TOKYO (Reuters) - Japan’s Nikkei average climbed 1.3 percent to its highest level in nearly three weeks above 9,000 on Friday after the Federal Reserve launched new stimulus for the U.S. economy.
The fresh dose of U.S. stimulus boosted risk appetite as beaten-down cyclicals such as miners and shippers, which have a relatively higher correlation with the health of the economy, rallied the hardest.
The mining sector .IMING.T jumped 3.7 percent, while shippers .ISHIP.T rose 4.6 percent and steelmakers .ISTEL.T gained 2.9 percent.
The Nikkei had advanced 119.58 points to 9,114.73 by midmorning, breaking above its 200-day moving average at 9,002.78 and the 23.6 percent retracement of its rally from July 25 to August 20 at 9,012.
“We are somewhere between 2 and 2.5 to 1 (buy to sell orders). A decent amount of flow, I would say ... not much hedge fund money but long-only primarily,” a senior dealer at a foreign bank said.
”The thing we are watching is the currency. Japan is going to continue to underperform so long as the currency strengthens.
The open question is whether the Bank of Japan is going to step in and actually does something to the currency.”
He said the other question was whether the BOJ would follow its U.S. and European counterparts to offer further monetary easing at its meeting next week.
The Nikkei is up 7.8 percent this year, underperforming a 16.1 percent gain in the U.S. S&P 500 .INX and an 11.4 percent rise in the pan-European STOXX Europe 600.
The yen hit a seven-month high of 77.13 per dollar on Wednesday, and was quoted at 77.65 yen on Friday. A stronger yen is usually a negative factor for exporters.
The broader Topix index rose 1.3 percent to 753.52.
Japan’s top investment bank Nomura Holdings (8604.T) rose 3.5 percent after it said it had restructured the management team at its U.S. equities group, which comes a week after it announced a plan to scale back its traditional stock trading businesses worldwide.

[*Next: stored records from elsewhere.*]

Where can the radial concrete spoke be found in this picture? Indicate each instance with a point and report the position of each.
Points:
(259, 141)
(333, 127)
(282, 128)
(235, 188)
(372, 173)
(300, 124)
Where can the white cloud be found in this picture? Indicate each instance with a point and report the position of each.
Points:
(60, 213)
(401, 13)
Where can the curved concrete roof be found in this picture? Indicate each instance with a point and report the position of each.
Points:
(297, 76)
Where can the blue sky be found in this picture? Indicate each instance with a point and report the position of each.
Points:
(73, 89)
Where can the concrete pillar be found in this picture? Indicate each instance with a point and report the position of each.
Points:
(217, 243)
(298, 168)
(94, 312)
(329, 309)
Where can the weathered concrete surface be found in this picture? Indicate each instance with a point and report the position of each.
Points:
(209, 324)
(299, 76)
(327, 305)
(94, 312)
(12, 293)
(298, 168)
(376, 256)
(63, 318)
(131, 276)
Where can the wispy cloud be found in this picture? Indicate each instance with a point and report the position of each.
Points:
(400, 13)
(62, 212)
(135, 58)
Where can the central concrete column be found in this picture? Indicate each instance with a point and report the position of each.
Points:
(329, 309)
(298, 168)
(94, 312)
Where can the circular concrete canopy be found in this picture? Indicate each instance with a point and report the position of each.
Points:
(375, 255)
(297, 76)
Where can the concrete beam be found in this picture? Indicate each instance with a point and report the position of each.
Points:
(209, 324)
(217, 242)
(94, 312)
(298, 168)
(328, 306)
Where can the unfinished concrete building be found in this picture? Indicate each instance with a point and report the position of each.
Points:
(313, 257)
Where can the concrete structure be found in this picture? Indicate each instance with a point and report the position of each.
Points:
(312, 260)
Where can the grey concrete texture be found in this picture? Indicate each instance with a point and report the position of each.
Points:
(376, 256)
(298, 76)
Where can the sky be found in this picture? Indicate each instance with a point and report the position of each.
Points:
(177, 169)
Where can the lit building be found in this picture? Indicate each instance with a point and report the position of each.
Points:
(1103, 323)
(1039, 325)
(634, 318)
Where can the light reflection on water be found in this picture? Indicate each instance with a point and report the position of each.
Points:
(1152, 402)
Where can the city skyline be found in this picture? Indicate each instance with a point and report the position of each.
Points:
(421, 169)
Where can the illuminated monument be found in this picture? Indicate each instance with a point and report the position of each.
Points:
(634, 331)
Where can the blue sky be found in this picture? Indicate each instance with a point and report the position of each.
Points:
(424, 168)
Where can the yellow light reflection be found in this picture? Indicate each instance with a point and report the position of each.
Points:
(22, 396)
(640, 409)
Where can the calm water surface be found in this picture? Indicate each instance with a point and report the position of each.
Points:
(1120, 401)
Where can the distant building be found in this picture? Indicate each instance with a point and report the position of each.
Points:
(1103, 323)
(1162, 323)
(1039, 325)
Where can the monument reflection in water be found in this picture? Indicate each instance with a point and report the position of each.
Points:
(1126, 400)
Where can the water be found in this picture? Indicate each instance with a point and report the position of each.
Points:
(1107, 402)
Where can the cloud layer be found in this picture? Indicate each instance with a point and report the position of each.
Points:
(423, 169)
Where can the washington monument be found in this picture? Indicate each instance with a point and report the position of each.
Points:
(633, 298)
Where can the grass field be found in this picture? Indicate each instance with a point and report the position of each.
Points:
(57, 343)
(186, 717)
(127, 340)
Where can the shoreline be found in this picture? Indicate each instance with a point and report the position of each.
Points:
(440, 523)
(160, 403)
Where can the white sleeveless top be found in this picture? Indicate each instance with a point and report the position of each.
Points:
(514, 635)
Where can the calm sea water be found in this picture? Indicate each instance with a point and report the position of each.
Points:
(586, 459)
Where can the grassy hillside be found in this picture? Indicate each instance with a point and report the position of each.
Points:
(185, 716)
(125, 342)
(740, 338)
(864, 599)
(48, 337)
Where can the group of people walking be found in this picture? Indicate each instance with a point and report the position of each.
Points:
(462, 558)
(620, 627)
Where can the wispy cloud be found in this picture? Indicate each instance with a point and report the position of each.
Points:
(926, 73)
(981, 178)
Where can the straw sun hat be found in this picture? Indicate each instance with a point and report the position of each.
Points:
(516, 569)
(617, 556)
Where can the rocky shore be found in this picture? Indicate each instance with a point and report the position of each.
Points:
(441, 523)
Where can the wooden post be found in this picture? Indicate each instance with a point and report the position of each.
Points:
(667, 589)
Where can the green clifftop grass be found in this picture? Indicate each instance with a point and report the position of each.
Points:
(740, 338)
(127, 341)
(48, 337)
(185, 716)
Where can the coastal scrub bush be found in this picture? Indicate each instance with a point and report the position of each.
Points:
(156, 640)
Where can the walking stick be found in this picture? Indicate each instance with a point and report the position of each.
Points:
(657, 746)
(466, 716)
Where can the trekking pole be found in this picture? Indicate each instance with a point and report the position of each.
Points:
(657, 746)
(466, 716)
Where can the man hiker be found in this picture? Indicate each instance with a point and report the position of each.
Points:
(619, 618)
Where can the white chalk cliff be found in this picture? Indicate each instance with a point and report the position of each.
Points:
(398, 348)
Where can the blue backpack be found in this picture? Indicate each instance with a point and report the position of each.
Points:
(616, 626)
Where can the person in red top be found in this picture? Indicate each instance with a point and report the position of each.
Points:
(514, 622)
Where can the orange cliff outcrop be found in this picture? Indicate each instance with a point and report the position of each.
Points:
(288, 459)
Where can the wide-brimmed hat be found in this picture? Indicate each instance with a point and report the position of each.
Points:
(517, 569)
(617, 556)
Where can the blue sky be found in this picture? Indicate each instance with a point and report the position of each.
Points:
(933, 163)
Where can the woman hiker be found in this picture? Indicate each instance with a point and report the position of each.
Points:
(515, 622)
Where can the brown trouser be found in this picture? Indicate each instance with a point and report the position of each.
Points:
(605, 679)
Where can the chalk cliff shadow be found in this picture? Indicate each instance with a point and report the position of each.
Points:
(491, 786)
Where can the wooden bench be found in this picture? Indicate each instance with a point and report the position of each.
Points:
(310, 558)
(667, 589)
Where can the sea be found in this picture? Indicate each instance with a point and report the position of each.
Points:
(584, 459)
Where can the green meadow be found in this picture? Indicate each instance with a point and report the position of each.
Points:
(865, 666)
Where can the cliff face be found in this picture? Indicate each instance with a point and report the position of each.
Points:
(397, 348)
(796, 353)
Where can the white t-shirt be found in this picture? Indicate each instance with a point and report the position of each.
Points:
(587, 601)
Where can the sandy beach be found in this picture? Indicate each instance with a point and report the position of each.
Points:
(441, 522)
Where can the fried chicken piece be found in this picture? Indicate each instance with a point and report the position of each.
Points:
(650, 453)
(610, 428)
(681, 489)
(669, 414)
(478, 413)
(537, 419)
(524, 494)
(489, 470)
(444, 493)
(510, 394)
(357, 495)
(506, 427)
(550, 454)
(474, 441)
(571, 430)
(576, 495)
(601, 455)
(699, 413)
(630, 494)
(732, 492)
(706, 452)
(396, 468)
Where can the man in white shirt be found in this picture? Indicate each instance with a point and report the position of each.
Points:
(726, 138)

Other gainers included Hitachi Ltd (6501.T), which added 3.1 percent after Japan’s biggest industrial electronics company said it would increase its first-half dividend to 5 yen per share from 3 yen a year earlier.
But convenience store operator Seven & I Holdings Co Ltd (3382.T) shed 2.1 percent after the Nikkei business daily said the company’s operating profit for March-August would likely fall 2 percent to 147 billion yen, marking its first decline for the period in three years.